Modern search engines rely heavily on artificial intelligence (AI) to function—and knowing how AI in search works can help you better rank your own website.
AI in search is responsible for everything from what search results you see to what related topics you are encouraged to explore further.
And today, it's impossible for a modern search engine to function without sophisticated AI.
At Marketing AI Institute, we've spent years researching and implementing AI across different marketing functions, and that includes understanding AI for search so we can rank our content better.
In this article, we share our expertise on what you need to know about AI and how search engines use it, so you can use the knowledge to move your business and career forward.
What Is AI for Search?
When we talk about AI for search, what does that mean?
AI is an umbrella term that describes a range of smart technologies with the ability to learn and improve on their own.
You may have heard the names of different AI technologies like: machine learning, deep learning, neural networks, voice search, computer vision, image recognition, natural language generation (NLG), and natural language processing (NLP).
These are all considered AI, though these technologies do different things and are at different levels of maturity.
You don't need to know what every type of AI does to understand AI for search.
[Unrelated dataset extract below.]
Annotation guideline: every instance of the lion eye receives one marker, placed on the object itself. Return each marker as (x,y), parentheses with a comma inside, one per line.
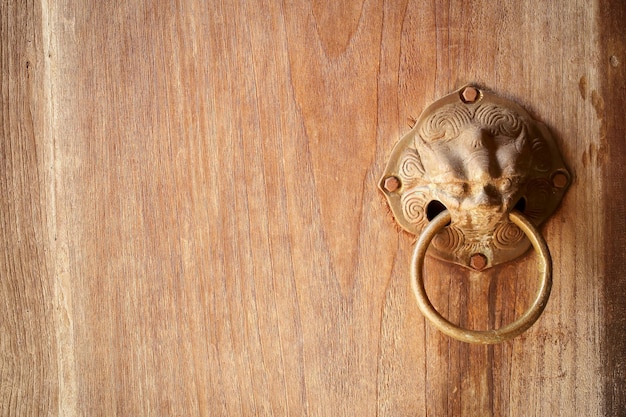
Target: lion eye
(456,189)
(505,184)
All you need to know is that smart AI machines have the ability to learn and improve without direct human intervention.
Once these machines are trained by humans, they can operate autonomously and learn from their results, getting better and better on their own over time.
That's because AI technologies all excel at finding patterns in data, then using those patterns to make predictions. These predictions can include anything and everything, such as:
- What product does someone want to buy next?
- What content does someone want to consume next?
- What is someone trying to write, and what language is likely to come next?
- What is someone trying to say, and what is the most likely appropriate response?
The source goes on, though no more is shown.